Monday, September 2, 2019

Ten Observations Over the Two Elections Yesterday

Between the Saxony and Brandenburg state elections, I can offer a couple of observations:

1.  Is there any affect to national politics?  I would suggest it's mostly trends.  The SPD did a crappy job yesterday....losing positions from the state elections of five years ago.  The AfD did very well....gaining positions from the state elections of five years ago.

2.  Were the polls correct.  The polls were around 97-percent correct (in my humble opinion).   They might not have guessed the loss levels of the Linke Party correctly, but the last poll or two for August in both states....leaned toward being accurate.

3.  Do these two affect the Thuringian election (in seven weeks)?  Well, yes.  Right now, using the polls for July and August, the Linke Party is supposed to do well and win (this is a eastern German state).  But yesterday, the Linke Party did lousy and there's evidence in both elections that Linke Party enthusiasts left and voted for the AfD.  I suspect that AfD will make a big attempt to swing more voters over.  I would suggest that five points of the current Linke trend....will fall over and be split between the SPD and AfD parties.  You might see the AfD build just enough of a trend to be the chief-vote-getter.

4.  Blame leading back to migration policy and Merkel?  Back in 2014/2015, the Chancellor could have done a strategy session and developed a better immigration policy with limits.  Instead of reacting then.....the chief plan was to make the growing AfD business into a big negative 'drama', and hype the AfD as bad for the German voter.  Well....in the eastern half of Germany....around 20-percent of the public has dumped the CDU and SPD....going to the AfD as a 'message' to the Chancellor. 

At this point, none of the regular parties can go back and suggest a mistake, or resolve this public trust business.  AfD owns the only anti-migration party in Germany, and the public is stuck with them, if they want to send a message.

5.  The behavior last night with journalists?  Between Channel One (ARD) and Channel Two (ZDF)....at least six hours of time was devoted to the state elections and the effects.  One could laugh over the rolling-of-the-eyes done by one of the ARD journalists when talking to the AfD strategy guy....as childish.  But it was simply a demonstration of the type of journalism that you are stuck with in Germany. 

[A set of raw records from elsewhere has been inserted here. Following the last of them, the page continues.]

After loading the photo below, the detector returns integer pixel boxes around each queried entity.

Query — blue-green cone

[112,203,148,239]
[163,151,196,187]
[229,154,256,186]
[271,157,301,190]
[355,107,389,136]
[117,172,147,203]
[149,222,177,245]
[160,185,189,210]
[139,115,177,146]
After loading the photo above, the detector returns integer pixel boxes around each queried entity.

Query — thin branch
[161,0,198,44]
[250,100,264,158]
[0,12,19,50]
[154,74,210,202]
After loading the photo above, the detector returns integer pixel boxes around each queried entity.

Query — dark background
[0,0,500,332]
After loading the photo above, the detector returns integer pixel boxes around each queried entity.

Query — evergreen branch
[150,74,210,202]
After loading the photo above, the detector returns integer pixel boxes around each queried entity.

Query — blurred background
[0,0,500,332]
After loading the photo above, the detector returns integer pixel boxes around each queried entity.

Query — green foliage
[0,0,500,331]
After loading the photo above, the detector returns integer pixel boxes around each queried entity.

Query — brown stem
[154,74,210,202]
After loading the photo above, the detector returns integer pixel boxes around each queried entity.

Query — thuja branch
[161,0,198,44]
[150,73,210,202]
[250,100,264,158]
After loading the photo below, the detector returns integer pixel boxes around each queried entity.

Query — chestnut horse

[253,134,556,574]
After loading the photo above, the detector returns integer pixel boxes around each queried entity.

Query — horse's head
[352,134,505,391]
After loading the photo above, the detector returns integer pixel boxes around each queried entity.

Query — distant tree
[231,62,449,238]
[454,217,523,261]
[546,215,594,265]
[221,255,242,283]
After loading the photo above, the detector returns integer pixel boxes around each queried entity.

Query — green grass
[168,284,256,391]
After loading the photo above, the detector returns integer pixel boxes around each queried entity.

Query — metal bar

6.  Did millions of Germans get hyped up over the two state elections?  No.  Maybe if you lived in Brandenburg or Saxony.....it was a somewhat big deal, but over the rest of Germany....regular people devoted maybe ten minutes of time to see who won, and then flipped the channel over to some travel documentary from Peru, or watched a Krimi-murder movie. 

The effort by ZDF and ARD to turn this into a five-star drama?  It has serious limits.  I would suggest that working-class Germans from beyond these two states just didn't have that much of a thrill over the results or the suggested 'failures'.

7.  Essential losers in the two races?  It centers around the FDP (they didn't cross the 5-percent point in either race), the SPD (losing lots of voters over five years ago), and the Linke Party (shocker that they did so poorly in an eastern region).

8.  Voting flipping?  That was readily apparent in the numbers shown last night....that voters crossed the line and voted against what they did five years ago.  It's also apparent that some voters came out and voted....when they typically would have stayed home.

9.  Leading to the 2020 state election?  Well, in the third week of Feb....there's a Hamburg state election.  That is the only 2020 election on the calendar at this point.  Polling hasn't been done, and I would suggest the AfD situation there will be only in the 8-percent range.  The Green Party might be getting upwards to 35-percent locally.  Lot of hype there over climate change.

10.  Finally, as much as journalists suggest that climate change is the number one topic in politics today....within Germany.  I would go out and suggest that other topics exist, and the general public view doesn't agree with journalist's hype.